Monday, January 15, 2007
he's the king of the jungle:
NATO allies are alarmed by the rising temperature of U.S.-Iranian acrimony, something capped off by the appointment of Admiral Fallon to helm Central Command and the influx of a Naval carrier group to the Persian Gulf. In Kabul, Defense Secretary Gates remarks, "The United States has had a strong presence in the Gulf for a long time. We are simply reaffirming that."

Despite appearances, Gates is not asking us to return to the pre-Iraq war status quo. It's helpful to remember a bit of history here. In the 40s, recognizing the importance of Arab oil, FDR famously extended an informal security assurance to the Saudis. But it wasn't until the near-simultaneous Iranian revolution and Soviet invasion of Afghanistan that the U.S., under Jimmy Carter, proclaimed access to the Gulf to be a vital U.S. interest -- or, put another way, that the U.S. would prosecute a war if denied such access. (It's hard to recall now that Carter has been vilified as an incorrigible peacenik, but this was known as the "Carter Doctrine" at the time.) Carter sent minor military assets to the Gulf, and Ronald Reagan formalized the commitment by the creation of Central Command, the U.S. military command responsible for warplanning in the region and management of U.S. military assets and relationships there.

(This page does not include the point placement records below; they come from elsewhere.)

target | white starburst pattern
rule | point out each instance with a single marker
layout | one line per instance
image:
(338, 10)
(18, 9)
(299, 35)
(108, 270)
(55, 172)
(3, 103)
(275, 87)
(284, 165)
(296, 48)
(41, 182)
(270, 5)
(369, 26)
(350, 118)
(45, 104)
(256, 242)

What there wasn't was a significant U.S. military presence in the region. That all changed with Saddam Hussein's invasion of Kuwait. Lost in the swamp of memory is the agita that gripped the GHW Bush administration over putting U.S. troops on Arab soil. The administration -- including a then-pragmatic imperialist named Dick Cheney -- recognized that, in an important sense, the U.S. was crossing a Rubicon. Arab sentiment, particularly religious-nationalist sentiment, could be expected to become inflamed by this, which could further destabilize U.S. allies -- and, in a vicious circle, further require infusions of U.S. troops to ensure the survival of friendly regimes. In the end, the administration judged the threat from Saddam to outweigh this theoretical threat; and for years, it didn't materialize anyway. Something on the order of 5,000 troops remained out of view in Saudi Arabia at any given time from 1991 to early 2003, and just off the coast, the U.S. Fifth Fleet navigated the Gulf. No regime fell as a result.

But what did happen was an opening for bin Laden to portray the U.S. as a rapacious force. In his 1998 declaration of war, bin Laden argued that the military presence in Saudi Arabia was merely an inevitable manifestation of half a century of American support for apostate regimes and Israel. In other words, bin Laden said, the wages of the survival of the House of Saud will one day be American jackboots in Mecca. Like all good ideologues, bin Laden found a potent localized grievance and connected it to a much broader vision -- one that demands absolute allegiance. If we had gone back and read the 1998 declaration of jihad before the October 2002 vote for the Iraq war, we might have seen exactly how we were playing into bin Laden's argument. Further wars in the Middle East will do the exact same thing, even if they're with bin Laden's enemies, like Iran. (He once begged the Saudis to fight Saddam, remember.)

None of this is to say we should leave the Persian Gulf. It's certainly not to say we should leave the Persian Gulf because that's what bin Laden demands. What it is to say is that "after" Iraq, we need to reexamine our relationship with the Persian Gulf holistically -- assessing what it is we want (oil, stability, security for Israel & Saudi & Jordan & the GCC, etc.), what we're prepared to commit, for how long, and above all, why. To pretend that we've always been as deep into the Middle East as we are now is a sure-fire way to foreclose that debate before it begins.